A Python-based PDF parser that extracts questions, options, tables, and images from structured text-based PDFs such as multiple-choice question papers.
- Question & Option Extraction: Extracts numbered questions (e.g., Q1., 1.) and associated lettered multiple-choice options (e.g., a., b., c., d.).
- Table Extraction: Extracts tables from the PDF pages using
pdfplumber. - Image Extraction: Extracts images from the PDF pages.

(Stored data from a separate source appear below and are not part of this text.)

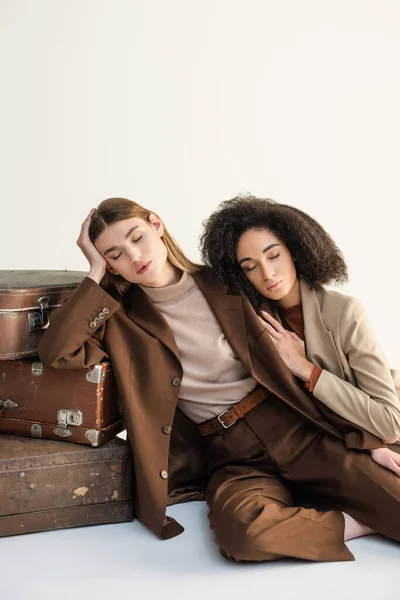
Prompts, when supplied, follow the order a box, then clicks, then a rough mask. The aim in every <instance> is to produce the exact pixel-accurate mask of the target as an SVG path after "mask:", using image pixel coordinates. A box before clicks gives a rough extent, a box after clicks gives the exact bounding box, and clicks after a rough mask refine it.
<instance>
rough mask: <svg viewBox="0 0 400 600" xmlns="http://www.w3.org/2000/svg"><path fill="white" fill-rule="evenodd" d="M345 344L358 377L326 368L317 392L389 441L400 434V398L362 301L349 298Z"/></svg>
mask: <svg viewBox="0 0 400 600" xmlns="http://www.w3.org/2000/svg"><path fill="white" fill-rule="evenodd" d="M340 335H341V345H342V349H343V352H344V353H345V355H346V357H347V360H348V362H349V366H350V368H351V369H352V371H353V373H354V376H355V378H356V381H357V385H353V384H352V383H350V382H348V381H344V380H343V379H341V378H340V377H337V376H336V375H334V374H333V373H330V372H329V371H326V370H325V369H324V370H323V371H322V373H321V374H320V376H319V378H318V380H317V382H316V384H315V387H314V391H313V395H314V396H315V397H316V398H318V400H320V401H321V402H323V403H324V404H325V405H326V406H328V407H329V408H330V409H331V410H333V411H335V412H336V413H338V414H339V415H340V416H342V417H344V418H345V419H347V420H349V421H351V422H352V423H355V424H356V425H359V426H360V427H362V428H363V429H365V430H367V431H369V432H371V433H372V434H374V435H375V436H377V437H378V438H380V439H382V440H383V441H384V442H386V443H393V442H395V441H396V440H397V439H398V438H399V437H400V401H399V397H398V395H397V393H396V388H395V385H394V382H393V377H392V374H391V372H390V369H389V367H388V365H387V363H386V359H385V357H384V355H383V352H382V350H381V349H380V347H379V345H378V343H377V341H376V338H375V334H374V333H373V331H372V329H371V326H370V325H369V322H368V319H367V316H366V313H365V311H364V308H363V307H362V305H361V304H360V303H359V302H358V301H357V300H355V299H354V298H349V299H348V301H347V302H346V304H345V306H344V307H343V310H342V313H341V316H340Z"/></svg>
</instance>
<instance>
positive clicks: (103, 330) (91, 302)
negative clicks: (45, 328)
mask: <svg viewBox="0 0 400 600" xmlns="http://www.w3.org/2000/svg"><path fill="white" fill-rule="evenodd" d="M119 307H120V304H119V303H118V302H117V301H116V300H114V298H112V297H111V296H110V295H109V294H107V292H105V291H104V290H103V289H102V288H101V287H100V286H99V285H98V284H97V283H96V282H95V281H93V280H92V279H90V278H89V277H86V278H85V279H84V280H83V281H82V282H81V283H80V284H79V286H78V287H77V288H76V289H75V290H74V291H73V292H72V294H71V296H70V297H69V298H68V300H67V301H66V302H65V303H64V304H63V305H62V306H60V307H59V308H58V309H57V310H56V311H55V312H54V314H53V315H52V317H51V320H50V325H49V327H48V328H47V330H46V331H45V333H44V335H43V336H42V338H41V340H40V342H39V347H38V354H39V358H40V360H41V362H43V364H44V365H45V366H48V367H53V368H56V369H80V368H84V367H91V366H92V365H94V364H96V363H98V362H99V361H101V360H102V359H104V358H108V356H107V353H106V351H105V349H104V348H103V346H102V342H103V336H104V331H105V328H106V322H107V320H108V319H109V318H110V317H111V316H112V315H113V314H114V313H115V311H116V310H118V308H119Z"/></svg>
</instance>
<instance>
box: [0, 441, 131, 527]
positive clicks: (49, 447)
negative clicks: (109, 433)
mask: <svg viewBox="0 0 400 600" xmlns="http://www.w3.org/2000/svg"><path fill="white" fill-rule="evenodd" d="M132 473H133V466H132V454H131V450H130V447H129V444H128V443H127V442H125V440H121V439H119V438H115V439H114V440H112V441H111V442H108V443H107V444H104V446H102V447H101V448H87V447H86V446H80V445H79V444H64V443H63V442H53V441H49V440H33V439H28V438H21V437H16V436H12V435H0V498H1V502H0V537H3V536H6V535H16V534H21V533H32V532H35V531H46V530H50V529H61V528H64V527H79V526H82V525H98V524H100V523H121V522H124V521H130V520H132V518H133V509H132Z"/></svg>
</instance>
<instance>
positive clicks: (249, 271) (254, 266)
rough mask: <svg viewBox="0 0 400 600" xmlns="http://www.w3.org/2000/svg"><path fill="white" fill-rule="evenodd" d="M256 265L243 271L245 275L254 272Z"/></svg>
mask: <svg viewBox="0 0 400 600" xmlns="http://www.w3.org/2000/svg"><path fill="white" fill-rule="evenodd" d="M256 266H257V265H254V267H250V268H247V269H244V270H245V271H246V273H249V272H250V271H254V269H255V268H256Z"/></svg>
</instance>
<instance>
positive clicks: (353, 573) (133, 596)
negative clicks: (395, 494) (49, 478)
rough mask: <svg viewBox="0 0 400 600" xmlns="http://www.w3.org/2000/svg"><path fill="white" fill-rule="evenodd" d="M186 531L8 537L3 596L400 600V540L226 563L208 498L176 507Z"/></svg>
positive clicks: (96, 599)
mask: <svg viewBox="0 0 400 600" xmlns="http://www.w3.org/2000/svg"><path fill="white" fill-rule="evenodd" d="M168 514H170V515H171V516H173V517H175V518H177V519H178V520H179V521H180V522H181V523H182V524H183V525H184V526H185V529H186V531H185V533H184V534H182V535H180V536H178V537H176V538H174V539H172V540H169V541H164V542H162V541H160V540H158V539H157V538H156V537H155V536H154V535H153V534H152V533H150V532H149V530H148V529H147V528H145V527H144V526H143V525H141V524H140V523H139V522H138V521H133V522H132V523H122V524H118V525H97V526H94V527H81V528H76V529H64V530H60V531H50V532H45V533H35V534H30V535H21V536H14V537H9V538H1V539H0V600H15V599H18V600H39V599H40V600H48V599H50V598H52V599H54V600H70V599H71V600H72V599H74V600H78V599H79V600H81V599H93V600H103V599H106V598H107V599H108V598H121V599H122V598H132V599H133V598H134V599H138V598H140V599H142V598H143V599H147V598H149V599H153V598H154V599H160V600H170V599H171V600H180V599H185V600H186V599H187V600H197V599H199V600H200V599H201V600H210V599H214V598H218V599H219V600H223V599H225V598H227V599H228V600H236V599H238V600H239V598H240V600H247V599H248V598H260V599H266V600H267V599H268V600H271V599H275V598H276V599H277V600H292V599H293V600H299V599H302V598H304V599H306V600H314V599H315V600H317V599H318V600H331V599H332V600H342V599H347V598H349V599H350V598H351V599H352V600H358V599H359V598H360V599H362V600H369V599H372V598H374V599H376V600H389V599H391V600H397V599H398V598H399V597H400V581H399V579H400V544H397V543H395V542H392V541H390V540H387V539H384V538H382V537H380V536H371V537H369V538H362V539H359V540H354V541H352V542H349V548H350V549H351V551H352V552H353V553H354V554H355V556H356V561H355V562H346V563H308V562H305V561H295V560H284V561H279V562H273V563H262V564H242V563H240V564H235V563H231V562H229V561H227V560H225V559H223V558H222V557H220V555H219V553H218V550H217V547H216V545H215V543H214V540H213V537H212V534H211V532H210V531H209V528H208V522H207V510H206V506H205V504H204V503H203V502H190V503H188V504H182V505H179V506H174V507H171V508H170V509H169V510H168Z"/></svg>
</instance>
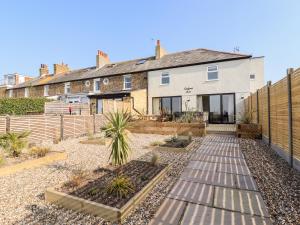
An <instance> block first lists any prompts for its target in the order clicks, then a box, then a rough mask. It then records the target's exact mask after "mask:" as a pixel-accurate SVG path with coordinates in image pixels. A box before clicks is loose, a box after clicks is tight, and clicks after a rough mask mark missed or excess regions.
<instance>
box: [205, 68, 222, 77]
mask: <svg viewBox="0 0 300 225" xmlns="http://www.w3.org/2000/svg"><path fill="white" fill-rule="evenodd" d="M218 79H219V72H218V66H209V67H207V80H218Z"/></svg>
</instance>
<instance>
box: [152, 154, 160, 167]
mask: <svg viewBox="0 0 300 225" xmlns="http://www.w3.org/2000/svg"><path fill="white" fill-rule="evenodd" d="M159 160H160V158H159V155H158V154H155V153H154V154H153V155H152V158H151V164H152V166H157V165H158V163H159Z"/></svg>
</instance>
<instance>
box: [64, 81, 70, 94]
mask: <svg viewBox="0 0 300 225" xmlns="http://www.w3.org/2000/svg"><path fill="white" fill-rule="evenodd" d="M68 86H69V89H70V92H68ZM70 93H71V82H66V83H65V95H66V94H70Z"/></svg>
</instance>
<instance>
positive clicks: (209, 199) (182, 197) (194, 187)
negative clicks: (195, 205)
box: [168, 180, 214, 205]
mask: <svg viewBox="0 0 300 225" xmlns="http://www.w3.org/2000/svg"><path fill="white" fill-rule="evenodd" d="M213 191H214V187H213V186H211V185H207V184H200V183H196V182H189V181H184V180H179V181H178V182H177V183H176V185H175V186H174V188H173V189H172V190H171V192H170V193H169V195H168V198H173V199H177V200H182V201H186V202H191V203H196V204H202V205H212V203H213Z"/></svg>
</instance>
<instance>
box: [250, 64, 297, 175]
mask: <svg viewBox="0 0 300 225" xmlns="http://www.w3.org/2000/svg"><path fill="white" fill-rule="evenodd" d="M289 77H290V78H289ZM289 82H290V83H291V86H290V89H289ZM289 92H290V93H291V104H290V106H289ZM268 96H269V97H268ZM299 99H300V68H299V69H297V70H296V71H295V72H293V73H292V74H291V75H290V76H286V77H284V78H283V79H281V80H279V81H278V82H276V83H274V84H273V85H268V86H264V87H263V88H261V89H259V90H258V91H257V92H255V93H252V94H251V96H249V97H248V98H247V99H245V101H244V105H245V110H246V111H247V112H248V113H249V114H250V115H251V117H252V123H259V124H261V125H262V135H263V139H264V140H265V141H267V142H268V143H269V144H270V145H271V147H272V148H273V149H274V150H276V152H277V153H278V154H279V155H280V156H282V157H283V158H284V159H285V160H286V161H288V162H289V163H290V164H291V165H293V166H294V167H295V168H297V169H298V170H300V119H299V116H300V114H299V112H300V101H299ZM290 116H291V117H290ZM290 119H291V120H290ZM290 121H291V123H289V122H290ZM291 156H293V157H291ZM292 159H293V160H292Z"/></svg>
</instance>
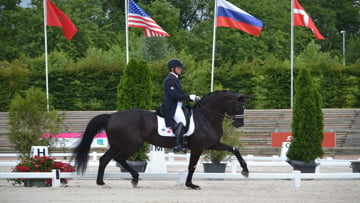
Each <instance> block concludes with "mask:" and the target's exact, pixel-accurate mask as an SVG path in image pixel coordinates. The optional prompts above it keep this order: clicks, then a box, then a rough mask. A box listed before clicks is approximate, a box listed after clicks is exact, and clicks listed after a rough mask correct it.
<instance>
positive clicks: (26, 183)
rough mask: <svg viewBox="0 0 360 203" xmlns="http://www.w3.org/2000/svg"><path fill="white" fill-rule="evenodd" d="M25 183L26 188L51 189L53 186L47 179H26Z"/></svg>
mask: <svg viewBox="0 0 360 203" xmlns="http://www.w3.org/2000/svg"><path fill="white" fill-rule="evenodd" d="M23 181H24V186H25V187H50V186H51V184H47V183H46V179H26V180H23Z"/></svg>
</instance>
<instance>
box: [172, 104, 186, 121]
mask: <svg viewBox="0 0 360 203" xmlns="http://www.w3.org/2000/svg"><path fill="white" fill-rule="evenodd" d="M174 120H175V121H176V123H180V122H182V123H183V124H184V126H186V119H185V115H184V111H183V110H182V102H178V105H177V106H176V111H175V115H174Z"/></svg>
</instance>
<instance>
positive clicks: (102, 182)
mask: <svg viewBox="0 0 360 203" xmlns="http://www.w3.org/2000/svg"><path fill="white" fill-rule="evenodd" d="M96 184H97V185H100V186H102V185H105V183H104V182H103V181H102V182H96Z"/></svg>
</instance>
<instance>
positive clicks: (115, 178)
mask: <svg viewBox="0 0 360 203" xmlns="http://www.w3.org/2000/svg"><path fill="white" fill-rule="evenodd" d="M96 176H97V173H96V172H88V173H86V174H84V175H78V174H76V173H68V172H65V173H61V172H60V171H59V170H53V171H52V172H40V173H39V172H36V173H35V172H34V173H21V172H4V173H3V172H0V179H9V178H27V179H31V178H51V179H52V187H59V186H61V183H60V179H61V178H72V179H94V180H95V179H96ZM104 178H105V179H131V176H130V174H129V173H119V172H108V173H105V177H104ZM140 178H141V179H150V180H156V179H160V180H165V179H169V180H173V179H176V182H177V184H184V183H185V179H186V173H185V172H178V173H140ZM193 178H194V179H210V180H216V179H221V180H229V179H230V180H238V179H241V180H292V183H293V186H294V187H296V188H297V187H301V180H306V179H312V180H314V179H337V180H345V179H350V180H354V179H360V173H311V174H310V173H301V172H300V171H293V172H292V173H252V174H250V175H249V177H248V178H245V177H243V176H242V175H241V174H233V173H195V174H194V177H193Z"/></svg>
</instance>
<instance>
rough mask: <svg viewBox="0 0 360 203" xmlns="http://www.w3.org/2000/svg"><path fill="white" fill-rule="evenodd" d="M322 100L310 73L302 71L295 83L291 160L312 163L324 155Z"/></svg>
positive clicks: (303, 69) (300, 73)
mask: <svg viewBox="0 0 360 203" xmlns="http://www.w3.org/2000/svg"><path fill="white" fill-rule="evenodd" d="M321 108H322V98H321V95H320V93H319V91H318V90H317V87H316V86H315V84H314V82H313V80H312V78H311V75H310V73H309V71H308V70H307V69H305V68H303V69H301V70H300V73H299V76H298V77H297V78H296V83H295V97H294V107H293V117H292V122H291V130H292V137H293V138H292V141H291V145H290V148H289V151H288V153H287V156H288V158H289V159H290V160H298V161H305V162H310V161H314V160H315V159H316V158H318V157H322V156H323V155H324V151H323V149H322V147H321V143H322V140H323V127H324V123H323V113H322V110H321Z"/></svg>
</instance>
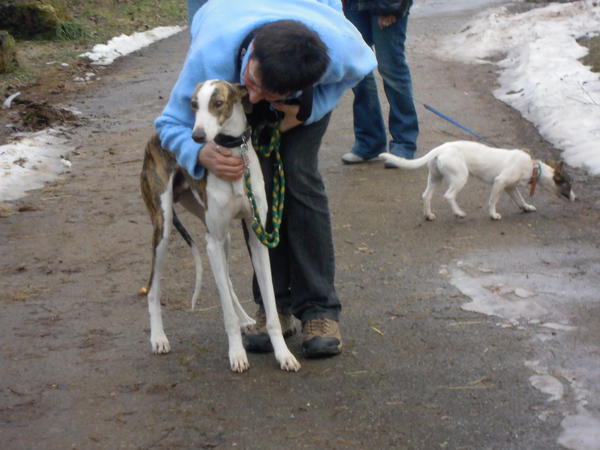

- Structured Output: Saves the final extracted data as a structured JSON file (
result.json). - File Management: Stores all extracted images in a dedicated folder (
Pics extraction).
-
Clone the repository:
git clone [https://github.com/lck6055/Basic-pdf-parser.git](https://github.com/lck6055/Basic-pdf-parser.git) cd Basic-pdf-parser -
Install the required Python libraries:
pip install -r requirements.txt
-
Prepare the PDF: Place your target PDF file in the project directory and, if necessary, update the
PDF_PATHvariable inside theparsing.pyscript. -
Run the parser:
python parsing.py
- JSON Data: A file named
result.jsoncontaining the extracted questions and options. - Images: Extracted images saved within the folder
Pics extraction.
❗ IMPORTANT: This is currently a prototype and is still under development. The existing limitations are acknowledged.
| Aspect | Details |
|---|---|
| Best Used With | Text-based PDFs. It will not work on scanned PDFs without Optical Character Recognition (OCR). |
| Question Format | Assumes clearly numbered questions (e.g., Q1., 1., etc.). |
| Option Format | Assumes lettered options (e.g., a., b., c., d.). |
| Image Caveat | Image extraction is page-based and may include all images on the page, not strictly tied to the exact question block. |
| Table Caveat | Tables are extracted using pdfplumber and may not be perfect for highly complex or irregular table layouts. |
| Failure Condition | PDFs without clear numbering or those consisting solely of scanned images may result in incomplete or empty JSON data. |
This project utilizes the following key libraries and documentation:
- PyMuPDF Documentation
- pdfplumber Documentation
- Python official docs for
reandjsonmodules - Documentation Assistance: An AI language model was used to help structure and write the content of this README file.